A good guide to good prose

I taught newswriting as an adjunct in the journalism department of a state university for a couple of years, and Barzun's "Simple and Direct" was on a list of books and essays I strongly recommended to all my students. I used to work as a radio news and documentary producer and news director and I found Barzun's prescriptions on prose style a reliable guide for editng my own work and others as well. Barzun's approach can be a bit irritating at first because he tends to be fairly prissy about style, but if you can get past that, you begin to perceive the prissiness as a tight focus on precision of the type that is lacking in much modern prose writing. His main rule is one I paraphrased at the first meeting of every newswriting class...that there are only two reasons for producing bad writing; either you don't know what you're writing about, or you don't know how to write about it. I lost my copy of Barzun years ago. I think one of my students walked off with it. If so, I hope he or she is using it. I'm glad to know it's still available.

An Excellent Guide

I read this book - twice. I am not an academic; I am a writer, and I find book to be not only useful but entertaining (as are most of Barzun's writings). As a writer he is careful and exact if not always concise. But even his lack of brevity has its merits; there is no misunderstanding what he is saying. I believe that only someone who has difficulty understanding the English language could call this book ". . .one of the worst books on English composition. . ." It is well written, well organized, and, although not always simple and direct, always complete, grammatically correct, and understandable.As to another review, modern linguistic research has little to do with learning to produce a composition in English? Additonally in that review, the not-so-thinly veiled ad hominem attack on Barzun as being "pompous" and "nasty" has little to do with the merits of the book and do not constitute a review. I certainly recommend the book for some excellent insight on how to write properly. Be prepared to work at it a bit, but that's as it should be; correct English writing requires some effort.
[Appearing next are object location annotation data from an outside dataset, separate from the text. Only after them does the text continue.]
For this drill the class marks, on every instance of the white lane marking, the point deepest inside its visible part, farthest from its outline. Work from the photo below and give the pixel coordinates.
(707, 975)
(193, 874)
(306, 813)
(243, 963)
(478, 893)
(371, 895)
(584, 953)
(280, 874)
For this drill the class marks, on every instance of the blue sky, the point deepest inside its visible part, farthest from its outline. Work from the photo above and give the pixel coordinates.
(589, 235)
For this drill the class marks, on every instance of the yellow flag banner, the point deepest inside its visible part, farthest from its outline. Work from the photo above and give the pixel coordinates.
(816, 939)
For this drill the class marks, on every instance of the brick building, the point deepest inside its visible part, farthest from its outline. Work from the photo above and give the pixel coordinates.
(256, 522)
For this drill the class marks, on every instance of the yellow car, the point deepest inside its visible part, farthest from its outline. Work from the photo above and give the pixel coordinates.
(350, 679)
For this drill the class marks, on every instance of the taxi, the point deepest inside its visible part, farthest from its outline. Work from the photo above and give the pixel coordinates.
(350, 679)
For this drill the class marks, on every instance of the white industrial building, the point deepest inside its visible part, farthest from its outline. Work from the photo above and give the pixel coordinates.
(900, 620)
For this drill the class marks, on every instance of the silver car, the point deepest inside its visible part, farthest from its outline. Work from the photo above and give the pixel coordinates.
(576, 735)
Well, if you want to be particular...

If one desires to mould one's prose around the lumpy and shifting shapes thrown up by statistical sampling -- in other words, according to the latest results of the human birdwatchers known as linguistics professors -- then don't read this book. But if you seek concision and character for your writing, and if you don't mind taking the advice of a very great though very old prose stylist, then read, and profit. It is short the fifth star only in order to save something for his "House of Intellect", "Berlioz" and "Science: The Glorious Entertainment".